We will need to edit the GRUB configuration file, the file is located at /etc/default/grub.

I will edit it by calling sudo nano /etc/default/grub and add the following variables to GRUB_CMD_LINUX_DEFAULT:
amd_iommu=on iommu=pt kvm_amd.npt=1 kvm.ignore_msrs=1

GRUB_CMDLINE_LINUX_DEFAULT should look something like this now:
GRUB_CMDLINE_LINUX_DEFAULT="quiet splash amd_iommu=on iommu=pt kvm_amd.npt=1 kvm.ignore_msrs=1"

If you’re using an Intel CPU you will need to use Intel’s equivalent of amd_iommu and kvm_amd.npt.

When you’re done editing the file, run sudo update-grub and reboot your computer.

Running the Virtual Machine

Once you set everything up, added the required tags inside the XML file, patched the VBIOS, edited & updated GRUB, set up hooks that terminates the nvidia drivers and binds the correct PCI addresses to the VM then you are ready to start the virtual machine.
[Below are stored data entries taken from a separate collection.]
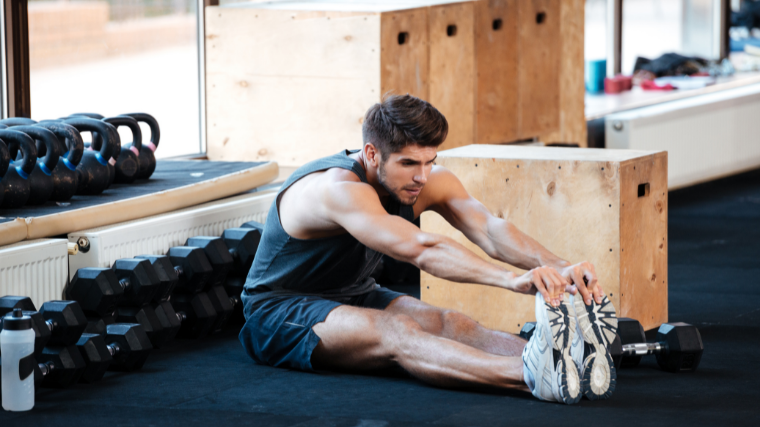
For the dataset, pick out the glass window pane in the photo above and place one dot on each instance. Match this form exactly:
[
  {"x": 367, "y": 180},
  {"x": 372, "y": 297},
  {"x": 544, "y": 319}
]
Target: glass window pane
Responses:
[
  {"x": 650, "y": 28},
  {"x": 596, "y": 29},
  {"x": 118, "y": 56}
]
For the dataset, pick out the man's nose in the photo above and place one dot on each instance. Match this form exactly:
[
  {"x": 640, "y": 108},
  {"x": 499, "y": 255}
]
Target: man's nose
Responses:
[{"x": 420, "y": 177}]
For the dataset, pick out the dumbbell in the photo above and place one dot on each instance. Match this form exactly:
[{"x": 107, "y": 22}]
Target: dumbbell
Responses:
[
  {"x": 678, "y": 347},
  {"x": 120, "y": 294},
  {"x": 123, "y": 347},
  {"x": 62, "y": 368},
  {"x": 189, "y": 314},
  {"x": 57, "y": 323}
]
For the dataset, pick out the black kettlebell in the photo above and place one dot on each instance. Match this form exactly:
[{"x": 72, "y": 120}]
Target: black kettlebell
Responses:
[
  {"x": 127, "y": 164},
  {"x": 48, "y": 152},
  {"x": 147, "y": 157},
  {"x": 5, "y": 161},
  {"x": 92, "y": 172},
  {"x": 65, "y": 179},
  {"x": 17, "y": 121},
  {"x": 96, "y": 143},
  {"x": 16, "y": 179}
]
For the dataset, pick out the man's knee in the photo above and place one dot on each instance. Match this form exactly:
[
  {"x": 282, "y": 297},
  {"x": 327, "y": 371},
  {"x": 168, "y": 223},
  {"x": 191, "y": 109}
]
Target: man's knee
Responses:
[{"x": 453, "y": 322}]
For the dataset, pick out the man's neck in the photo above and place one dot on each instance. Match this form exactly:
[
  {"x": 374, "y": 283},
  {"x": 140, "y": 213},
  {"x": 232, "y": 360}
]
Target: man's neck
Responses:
[{"x": 371, "y": 173}]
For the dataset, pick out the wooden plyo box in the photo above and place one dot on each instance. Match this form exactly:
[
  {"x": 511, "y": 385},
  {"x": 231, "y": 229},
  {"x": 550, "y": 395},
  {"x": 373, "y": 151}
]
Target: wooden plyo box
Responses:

You will need to run the virtual machine with sudo like so:

sudo virsh start {your_vm_name}

The screen will turn black and after a few seconds the Windows 10 boot screen should appear.

Now you will need to change your virtual machine settings to tweak the performance, there are plenty of resources online about tweaking your VM for the best possible performance though some settings change between CPUs and brands.

Blacklisting snd_hda_intel (Optional)

I had cases in Kubuntu 20.04 where calling modprobe -r snd_hda_intel would sometimes fail which will cause virsh nodedev-detach to hang on the GPU’s audio controller. In 20.10 it kept on happening no matter how many things I terminated that used snd_hda_intel so I just added it to a blacklist and rebooted the computer.

You can add snd_hda_intel to /etc/modprobe.d/blacklist.conf.

sudo sh -c 'echo "blacklist snd_hda_intel" >> /etc/modprobe.d/blacklist.conf'

Keep in mind that blacklisting the module will disable audio from your HDMI on your host machine.